WavePolyp: Video Polyp Segmentation via Hierarchical Wavelet-Based Feature Aggregation and Inter-Frame Divergence Perception
Abstract
Automatic polyp segmentation from colonoscopy videos is a crucial technique that assists clinicians in improving the accuracy and efficiency of diagnosis, preventing polyps from developing into cancer. However, video polyp segmentation (VPS) is a challenging task due to (1) the significant inter-frame divergence in videos, (2) the high camouflage of polyps in normal colon structures and (3) the clinical requirement of real-time performance.
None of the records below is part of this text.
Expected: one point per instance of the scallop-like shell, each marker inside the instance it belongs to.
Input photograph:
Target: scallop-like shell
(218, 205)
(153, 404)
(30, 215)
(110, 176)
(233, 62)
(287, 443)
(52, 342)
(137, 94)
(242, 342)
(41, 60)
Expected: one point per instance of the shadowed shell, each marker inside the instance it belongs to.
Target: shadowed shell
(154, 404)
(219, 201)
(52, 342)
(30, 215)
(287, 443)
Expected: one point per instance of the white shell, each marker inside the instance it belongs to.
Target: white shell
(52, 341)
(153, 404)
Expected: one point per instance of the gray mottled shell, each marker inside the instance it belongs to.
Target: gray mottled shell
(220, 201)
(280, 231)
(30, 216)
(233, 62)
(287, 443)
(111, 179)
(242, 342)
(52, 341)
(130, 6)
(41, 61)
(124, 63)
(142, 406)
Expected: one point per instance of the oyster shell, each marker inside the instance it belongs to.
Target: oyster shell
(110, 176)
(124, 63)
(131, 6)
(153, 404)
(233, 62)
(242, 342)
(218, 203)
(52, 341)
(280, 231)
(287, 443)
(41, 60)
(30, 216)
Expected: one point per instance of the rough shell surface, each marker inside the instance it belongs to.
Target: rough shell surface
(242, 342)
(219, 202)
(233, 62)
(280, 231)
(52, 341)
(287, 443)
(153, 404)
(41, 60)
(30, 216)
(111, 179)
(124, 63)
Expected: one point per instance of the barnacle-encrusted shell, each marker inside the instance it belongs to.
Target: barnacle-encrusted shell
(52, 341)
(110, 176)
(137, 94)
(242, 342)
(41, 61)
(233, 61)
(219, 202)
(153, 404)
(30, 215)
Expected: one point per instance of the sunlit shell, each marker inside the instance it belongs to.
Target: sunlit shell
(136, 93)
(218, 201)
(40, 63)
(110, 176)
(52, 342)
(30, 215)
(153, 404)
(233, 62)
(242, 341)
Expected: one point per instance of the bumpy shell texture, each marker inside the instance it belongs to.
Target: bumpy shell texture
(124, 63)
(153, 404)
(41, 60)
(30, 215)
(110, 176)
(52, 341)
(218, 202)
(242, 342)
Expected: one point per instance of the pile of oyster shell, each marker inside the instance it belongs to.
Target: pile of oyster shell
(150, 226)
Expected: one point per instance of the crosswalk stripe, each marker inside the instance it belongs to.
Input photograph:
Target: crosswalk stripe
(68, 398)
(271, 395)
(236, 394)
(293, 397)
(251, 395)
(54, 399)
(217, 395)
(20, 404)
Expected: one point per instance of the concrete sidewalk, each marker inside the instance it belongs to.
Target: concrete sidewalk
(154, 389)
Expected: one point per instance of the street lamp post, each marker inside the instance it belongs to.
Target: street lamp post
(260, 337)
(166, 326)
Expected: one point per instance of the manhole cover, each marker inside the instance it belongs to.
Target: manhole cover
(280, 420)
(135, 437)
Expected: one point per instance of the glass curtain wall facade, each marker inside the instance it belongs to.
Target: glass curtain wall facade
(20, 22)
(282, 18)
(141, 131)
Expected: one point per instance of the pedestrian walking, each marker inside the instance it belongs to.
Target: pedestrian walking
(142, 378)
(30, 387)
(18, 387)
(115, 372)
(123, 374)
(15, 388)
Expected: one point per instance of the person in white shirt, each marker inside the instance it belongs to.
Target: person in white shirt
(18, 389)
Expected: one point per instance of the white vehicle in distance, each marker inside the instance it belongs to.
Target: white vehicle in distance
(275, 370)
In this paper, we propose a novel segmentation network, WavePolyp, which consists of two innovative components: a hierarchical wavelet-based feature aggregation (HWFA) module and inter-frame divergence perception (IDP) blocks. Specifically, HWFA excavates and amplifies discriminative information from high-frequency and low-frequency features decomposed by wavelet transform, hierarchically aggregating them into refined spatial representations within each frame. This module enhances the representation capability of intra-frame spatial features, effectively addressing the high camouflage of polyps in normal colon structures. Furthermore, IDP perceives and captures inter-frame polyp divergence through a temporal divergence perception mechanism, enabling accurate polyp tracking while mitigating temporal inconsistencies caused by the significant inter-frame variations across frames. Extensive experiments conducted on the SUN-SEG and CVC-612 datasets demonstrate that our method outperforms other state-of-the-art methods. Codes will be released upon publication.